Taoiseach vows to scrap USC by 2018

Taoiseach Enda Kenny has vowed to scrap the “savage” universal social charge (USC) “in its entirety”, recover all jobs lost during the crash “by 2018” and help “at least” 70,000 emigrants come home — if his party is re-elected.
Taoiseach vows to scrap USC by 2018

The Fine Gael leader outlined an ambitious blueprint to “sustain the recovery”, which also includes a promises to bring unemployment down to a “practically zero rate” of 6%, at Fine Gael’s annual presidential dinner in Dublin on Saturday night.

Speaking to party colleagues before Fianna Fáil leader Micheál Martin described the plans as the start of the “most cynical” election campaign in history, Mr Kenny said voters have a choice between “stability and economic progress on one hand, and chaos and uncertainty on the other”.

The Taoiseach said that, if re-elected, his party will remove the USC “completely” by 2021, despite the fact that Fine Gael’s current coalition partners, Labour, only want it cancelled for people on less than €70,000 a year.

He said the move will help create 200,000 jobs and encourage 70,000 emigrants to come home, and that, by 2018, he expects the Government’s policies to have “recovered all of the jobs lost in the recession years” — a figure he put at 300,000.

Mr Kenny further added that, if elected to a second term in government, his party aims to reduced unemployment from 9.6% to 6% through “sensible, affordable steps”.

“I, for one, don’t want to see Ireland’s hard-won progress put at risk by those who wrecked our economy several times in the past, or by those whose policies would surely wreck it in the future,” he said.

“Fine Gael has a plan to keep the recovery going. It’s a plan based on enterprise, not speculation.”

However, Fianna Fáil leader Micheal Martin yesterday rubbished the Government’s term in office and its interpretation of what a real recovery involves. Speaking at his own party’s annual Wolfe Tone commemorations at Bodenstown cemetery, Co Kildare, Mr Martin said “there is absolutely no doubt” Ireland needs the revolutionary’s “inclusive” and “true spirit of Irish republicanism now more than ever”.

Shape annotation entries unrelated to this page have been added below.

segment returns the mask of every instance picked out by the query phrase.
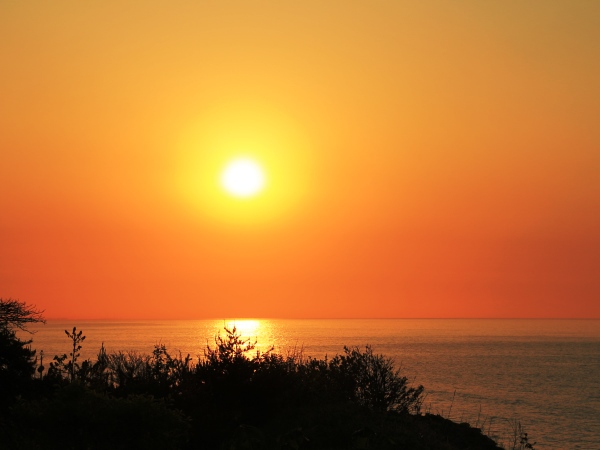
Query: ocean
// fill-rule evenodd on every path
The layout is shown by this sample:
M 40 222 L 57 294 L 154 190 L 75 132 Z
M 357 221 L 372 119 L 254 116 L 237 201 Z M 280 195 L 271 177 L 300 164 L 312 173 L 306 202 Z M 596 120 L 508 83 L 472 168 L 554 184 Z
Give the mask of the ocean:
M 74 326 L 86 336 L 84 359 L 95 359 L 102 343 L 109 352 L 151 353 L 164 344 L 171 354 L 201 357 L 225 326 L 283 354 L 324 358 L 368 344 L 425 386 L 426 412 L 469 422 L 504 444 L 520 422 L 538 450 L 600 450 L 600 320 L 50 320 L 32 327 L 46 367 L 69 353 L 64 330 Z

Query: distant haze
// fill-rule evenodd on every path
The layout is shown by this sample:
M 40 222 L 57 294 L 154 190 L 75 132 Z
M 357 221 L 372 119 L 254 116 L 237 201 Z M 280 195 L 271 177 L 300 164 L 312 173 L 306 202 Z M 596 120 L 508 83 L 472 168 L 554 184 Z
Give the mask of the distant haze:
M 0 297 L 600 318 L 599 43 L 593 1 L 2 2 Z

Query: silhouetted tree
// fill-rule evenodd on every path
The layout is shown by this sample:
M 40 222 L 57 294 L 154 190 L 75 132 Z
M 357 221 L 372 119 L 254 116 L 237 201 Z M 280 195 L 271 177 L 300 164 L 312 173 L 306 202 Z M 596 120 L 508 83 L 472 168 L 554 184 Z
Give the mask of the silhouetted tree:
M 17 330 L 32 333 L 27 325 L 45 322 L 35 306 L 0 298 L 0 407 L 26 391 L 35 373 L 31 340 L 21 340 Z

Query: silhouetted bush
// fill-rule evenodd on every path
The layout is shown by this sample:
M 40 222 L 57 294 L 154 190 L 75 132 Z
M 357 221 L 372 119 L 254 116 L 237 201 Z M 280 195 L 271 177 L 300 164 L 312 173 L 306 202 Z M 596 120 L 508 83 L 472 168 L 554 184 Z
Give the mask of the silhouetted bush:
M 14 299 L 0 298 L 0 416 L 18 395 L 32 389 L 35 373 L 35 350 L 31 340 L 21 340 L 16 331 L 29 332 L 27 326 L 44 322 L 35 306 Z
M 111 398 L 75 382 L 49 398 L 11 409 L 6 448 L 48 450 L 179 449 L 187 440 L 185 416 L 149 396 Z
M 72 351 L 43 378 L 22 356 L 35 395 L 0 416 L 0 449 L 497 448 L 477 429 L 421 416 L 423 387 L 370 346 L 331 360 L 261 353 L 234 327 L 196 362 L 163 345 L 147 355 L 102 346 L 80 361 L 85 336 L 65 333 Z

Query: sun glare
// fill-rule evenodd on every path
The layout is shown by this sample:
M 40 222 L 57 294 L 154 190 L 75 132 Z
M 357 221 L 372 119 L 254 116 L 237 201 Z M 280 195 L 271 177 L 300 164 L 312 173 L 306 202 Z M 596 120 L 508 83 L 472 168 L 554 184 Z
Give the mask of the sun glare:
M 221 184 L 235 197 L 251 197 L 258 194 L 265 184 L 261 167 L 251 159 L 236 159 L 222 173 Z

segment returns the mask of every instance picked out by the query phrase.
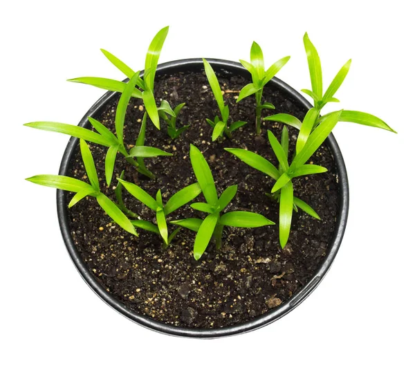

“Today we are becoming a more unfair and divided society,” he said. “We are experiencing a two-tier recovery which is threatening to deliver a two-tier economy and society. It is the direct result of the unjust and unfair policies of this Government. Enda Kenny said repeatedly during the week that his Government had done the job it was elected to do. He said this with no irony and no equivocation — they have done the job the Irish people elected them to do. This shows just how out of touch and arrogant this government has become.”

Pointing to 1,500 children sleeping in emergency accommodation and an “unprecedented” rural “crime wave” Mr Martin said: “When Enda Kenny says his Government did the job it was elected to do, he is yet again showing that he will not recognise, let alone address, the very real issues facing our country.

“His effort goes into promoting the fairytale of a Government which supposedly delivered recovery. This remains a Government of spin and broken promises.”